Monday, February 3, 2014

Winners and Losers...

Wow, it wasn't even close!

In Seattle they are celebrating right now, but in Denver it's back to work.

Of course those who are celebrating will learn sometime soon; that as hard as it was to get to the top, the slide down is even harder to prevent.

Now the Seahawks deserve their victory, but the bigger life question deals with our response when we lose.  I have a friend who has just witnessed a family member pass away.  Death has not come easily, and there are no good words to be offered at a time like this.  We cannot sugar-coat the pain of life and death, for if we cannot accept the concept of loss, we ultimately are destined to sink deeper into despair.  Whether it is the small deaths we face each and every week, or whether we are humiliated on national TV, we are all losers.  Our struggle for success will ultimately fail us as we struggle under the gravitational pull that drags us down into our humanity.

We live in a world that loves 'rags to riches' stories, or the image of the 'self-made man.'  The truth is, however, that no matter what we do, we cannot escape the dust.  The earth has a claim on us.  As the minister is likely to say as the saint is lowered into the ground,  'ashes to ashes and dust to dust.'   No matter how strong we might be, eventually we must succumbed and be pulled back to earth.

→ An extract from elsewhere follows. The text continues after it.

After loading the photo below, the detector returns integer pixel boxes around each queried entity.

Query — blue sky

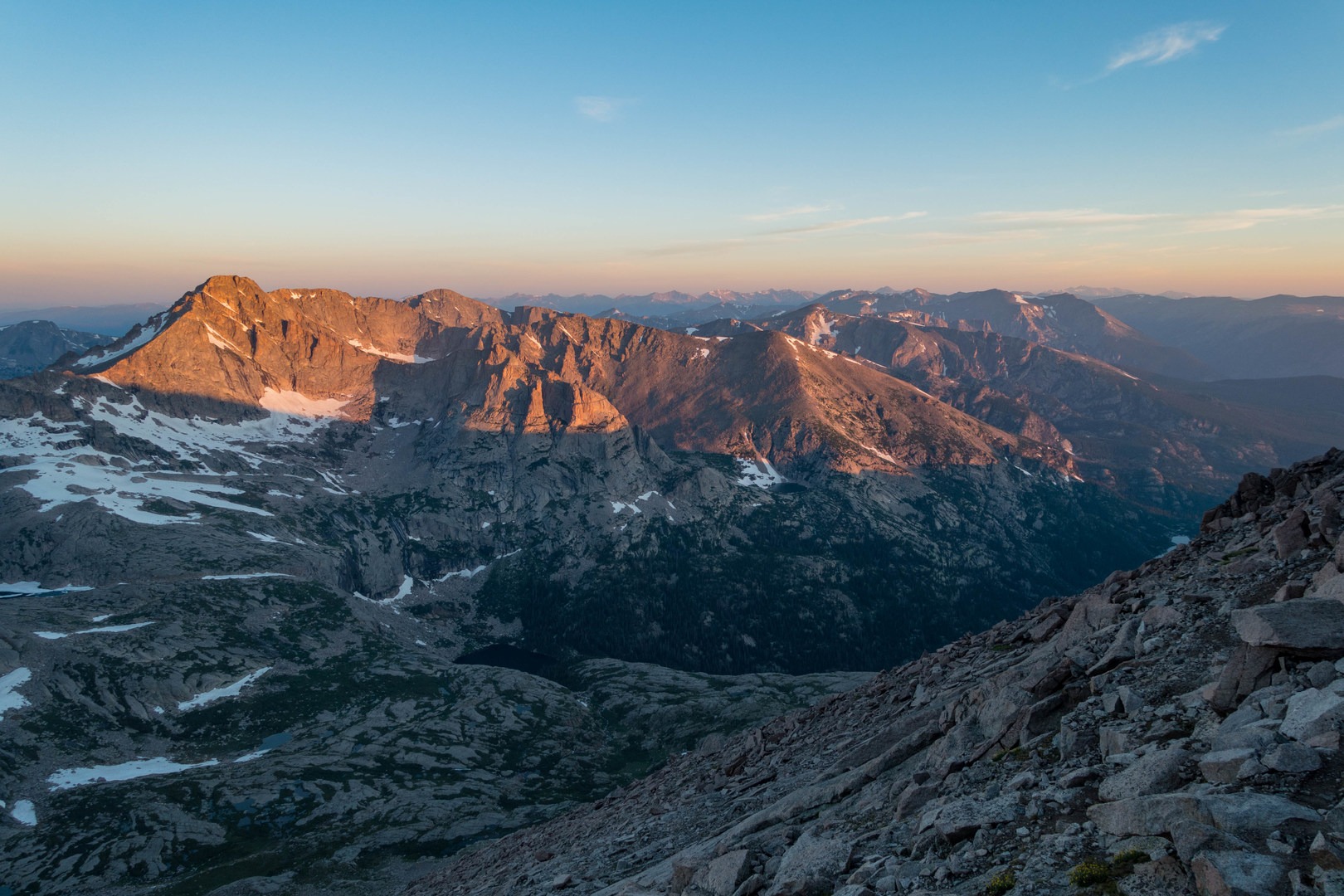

Now I don't mean this to be maudlin.  I find the struggle to appear successful to be deadly to the soul.  It steals from the heart.  In the attempt to prove ourselves successful we miss out on significance.  I find it comforting that we are not to be evaluated by God as to whether we made it to the top or not.  Our value is not to be measured by success, but instead,  life is found in the depth of our humanity.  The closer to the ground we are, the closer we are to our origins.  The closer we are to our origins, the closer we are to God.  It is not our goal in life to show ourselves better than others but to make the world in which we live a bette place for all.  The goal is not to divide ourselves between winners and losers, but to dig deep into our fallen nature and thereby discover our common humanity.

So I have learned a lesson in humility this weekend as my Broncos lost.  Perhaps, however, this makes me the ultimate winner because I am more human than I was before.   It's lonely at the top, but there are plenty of losers all around who will share in our grief.